Mixture of Message Passing Experts with Routing Entropy Regularization for Node Classification
This work addresses a significant problem in graph-based learning tasks, particularly for researchers and practitioners dealing with heterophilous graph structures, by providing a unified and principled approach for node classification.
The authors tackled the limitation of graph neural networks (GNNs) in handling heterophilous structures, and their proposed framework GNNMoE achieved state-of-the-art node classification results on twelve benchmark datasets. GNNMoE consistently outperformed existing methods, demonstrating its effectiveness in adaptive representation learning.

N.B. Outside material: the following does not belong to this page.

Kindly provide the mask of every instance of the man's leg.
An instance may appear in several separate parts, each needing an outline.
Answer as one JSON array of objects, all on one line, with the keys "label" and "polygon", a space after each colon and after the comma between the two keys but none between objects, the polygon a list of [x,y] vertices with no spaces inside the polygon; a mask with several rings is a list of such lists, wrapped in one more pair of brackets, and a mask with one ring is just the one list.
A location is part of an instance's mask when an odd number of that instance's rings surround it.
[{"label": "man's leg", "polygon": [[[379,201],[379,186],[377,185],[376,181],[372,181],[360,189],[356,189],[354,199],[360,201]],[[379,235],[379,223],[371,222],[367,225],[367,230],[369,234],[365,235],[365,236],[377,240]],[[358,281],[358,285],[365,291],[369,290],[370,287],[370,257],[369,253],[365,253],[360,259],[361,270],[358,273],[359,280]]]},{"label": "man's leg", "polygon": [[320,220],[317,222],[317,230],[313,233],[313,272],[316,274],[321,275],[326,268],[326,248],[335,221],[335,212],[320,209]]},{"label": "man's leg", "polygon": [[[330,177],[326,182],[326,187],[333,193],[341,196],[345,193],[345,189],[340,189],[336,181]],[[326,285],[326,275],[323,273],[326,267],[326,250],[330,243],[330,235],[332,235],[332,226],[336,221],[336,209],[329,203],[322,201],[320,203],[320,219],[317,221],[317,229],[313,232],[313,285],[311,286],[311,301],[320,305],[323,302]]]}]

Graph neural networks (GNNs) have achieved significant progress in graph-based learning tasks, yet their performance often deteriorates when facing heterophilous structures where connected nodes differ substantially in features and labels. To address this limitation, we propose GNNMoE, a novel entropy-driven mixture of message-passing experts framework that enables node-level adaptive representation learning. GNNMoE decomposes message passing into propagation and transformation operations and integrates them through multiple expert networks guided by a hybrid routing mechanism. And a routing entropy regularization dynamically adjusts soft weighting and soft top-$k$ routing, allowing GNNMoE to flexibly adapt to diverse neighborhood contexts. Extensive experiments on twelve benchmark datasets demonstrate that GNNMoE consistently outperforms SOTA node classification methods, while maintaining scalability and interpretability. This work provides a unified and principled approach for achieving fine-grained, personalized node representation learning.